American Historian Donates Velázquez Painting to Museo del Prado

The portrait of King Philip III has been authenticated recently.

Portrait of King Philip III by Diego de Velázquez. Courtesy Museo Nacional del Prado, Madrid.

Madrid’s Museo del Prado has been gifted a painting that was recently attributed to Diego Velázquez.

The artwork, a portrait of King Philip III, was donated to the museum by the American art historian William B. Jordan, a specialist in Spanish still-life painting, via the American Friends of the Prado Museum (AFPM), a non-profit organization founded last year.

The New York Times reports that Jordan bought the painting at auction in 1988, at Phillips, where it wasn’t attributed to Velázquez and was labeled as depicting Don Rodrigo Calderón.

“I lived with this painting for almost 30 years and I acquired it thinking that it was what it is, although with the thought that eventually I would donate it somewhere,” Jordan told the NYT in a telephone interview. “It was very obvious to me that it was King Felipe III,” he added.

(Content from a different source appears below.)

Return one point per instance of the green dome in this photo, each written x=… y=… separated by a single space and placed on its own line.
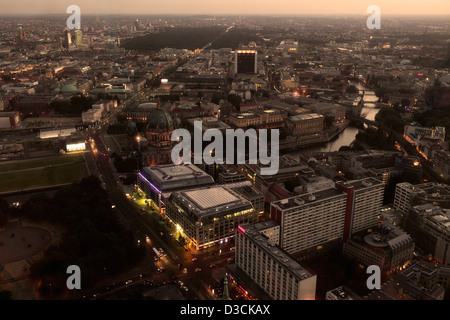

Last year, Jordan took his painting to the experts at the Prado to have it authenticated. Experts at the museum said the portrait was made by Velázquez as a preparatory painting for the face of King Philip III, which became part of The Expulsion of the Moriscos. That important painting was finished in 1627, but was destroyed in 1734 in a fire at the Madrid palace of the Real Alcázar. No copy of the work survived.

The work has been deposited with the museum, where it will hang as part of its permanent collection from next spring.

The Museo del Prado has around 48 paintings by Velázquez, more than a third of his total production, making it one of key institutions looking after the Old Master’s body of work.